Despite having different scopes and targets, these three pieces of legislation are expected to bring fundamental changes in how the chemicals sector is regulated, with potential repercussions on the biocides sector and the co-formulants used in the manufacturing of several products.
MCEC provided their input to all three consultations, highlighting the aspects that will be of major interest for the biocides industry.
The revision is expected to cover several aspects of the REACH Regulation, among which MCEC focused on:
- Potential impact of the revision on downstream users, i.e. SMEs that are affected by the Biocidal Products Regulation;
- Need to consider biocides as a special category of chemicals due to their essential uses;
- Request to reflect the impact of the revision on microbial control in the upcoming the impact assessment; and
- Importance of strengthening enforcement of existing rules and border controls to fight illegal imports of non-compliant substances and products.

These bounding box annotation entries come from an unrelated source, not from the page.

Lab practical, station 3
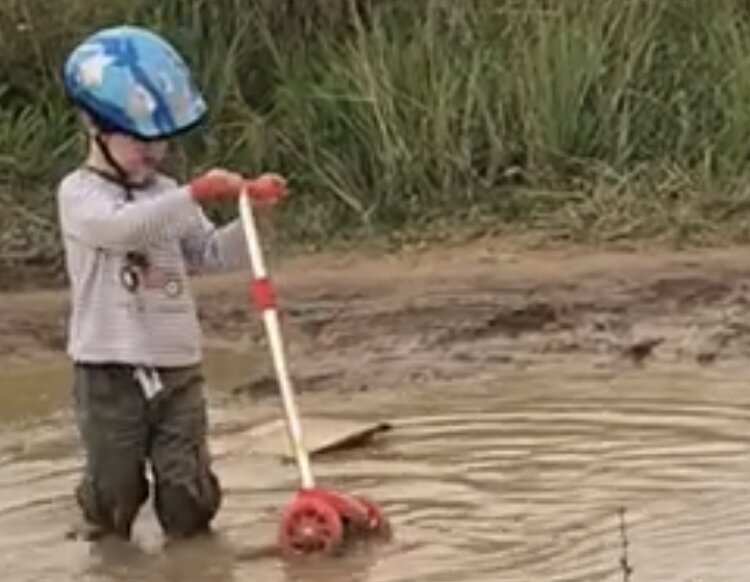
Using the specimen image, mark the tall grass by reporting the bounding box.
[0,0,750,282]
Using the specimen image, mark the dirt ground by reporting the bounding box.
[0,242,750,391]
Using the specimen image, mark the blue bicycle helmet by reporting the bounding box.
[63,26,207,140]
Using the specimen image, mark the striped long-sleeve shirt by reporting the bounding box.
[57,169,247,367]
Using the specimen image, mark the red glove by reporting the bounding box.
[245,174,286,206]
[189,169,245,202]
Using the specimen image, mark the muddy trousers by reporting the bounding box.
[74,364,221,539]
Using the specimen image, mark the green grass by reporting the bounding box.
[0,0,750,280]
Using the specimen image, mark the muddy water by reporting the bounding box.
[0,362,750,582]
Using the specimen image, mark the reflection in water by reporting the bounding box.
[0,370,750,582]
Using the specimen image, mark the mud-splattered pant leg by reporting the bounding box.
[150,368,221,537]
[75,365,221,538]
[73,365,148,538]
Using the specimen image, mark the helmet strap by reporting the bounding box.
[94,131,133,202]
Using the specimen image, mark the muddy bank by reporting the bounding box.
[0,244,750,394]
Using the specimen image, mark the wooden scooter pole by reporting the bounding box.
[239,189,315,489]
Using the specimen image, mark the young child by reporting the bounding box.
[58,26,284,539]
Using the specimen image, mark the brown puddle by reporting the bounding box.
[0,358,750,582]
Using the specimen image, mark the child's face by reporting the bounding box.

- Importance of clarifying in the upcoming Impact Assessment any impacts on biocides that the CLP revision may bring;
- Need to ensure regulatory consistency between CLP and the existing measures under BPR in future to provide regulatory predictability; and
- The necessity to assess as of today the possible impact for other legislation due to classification changes, via relevant inter-service consultations in the Commission.

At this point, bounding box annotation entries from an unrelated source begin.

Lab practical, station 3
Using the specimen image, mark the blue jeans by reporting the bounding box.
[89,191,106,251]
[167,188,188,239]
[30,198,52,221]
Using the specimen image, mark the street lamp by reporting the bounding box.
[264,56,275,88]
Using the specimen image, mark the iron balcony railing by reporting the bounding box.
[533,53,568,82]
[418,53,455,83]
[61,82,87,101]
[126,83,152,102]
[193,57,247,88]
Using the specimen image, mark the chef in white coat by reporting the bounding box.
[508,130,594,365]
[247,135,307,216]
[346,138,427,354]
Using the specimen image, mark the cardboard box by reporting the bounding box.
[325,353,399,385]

The SPI aims to support a climate-neutral, resource-efficient and circular economy, reducing waste and promoting performance of front-runners in sustainable solutions. The core of this initiative is to widen the Ecodesign Directive to foster and improve circularity of the broadest possible range of products and to enhance the lifespan of products and make sure that they can be re-used at their end-of-life stage. According to initial indications from the Commission, the new scope of the Ecodesign Directive should include several sectors, including chemicals.
In this context, MCEC highlighted the key role of microbial active substances in enhancing product durability and preservation, limiting waste creation, ensuring safety and hygiene standards for consumers, in line with the objectives of the SPI. In addition, MCEC focused on the need for:
- A clear and predictable regulatory framework, calling for the Commission to rely on the current system and committees of experts for the risk assessment and management of co-formulants and active substances;
- Defining criteria on how recyclability performance will be assessed; and
- Ensuring biocidal active ingredients are considered “essential” for sustainability, safety, hygienic standards and durability of treated articles and materials.
The Commission’s proposal for the revision of CLP is expected to be adopted by the end of 2021 while the revision of REACH has been announced for 2022 Q4. The SPI proposal is expected to be adopted by the College of Commissioners by the end of 2021.
MCEC will continue to monitor the developments of these files and engage with relevant stakeholders, if needed, to highlight the benefits of microbial control solutions for society and the industry. All future decisions on the chemical legislation should therefore take a sectoral approach, acknowledging the essence of substances in their applications.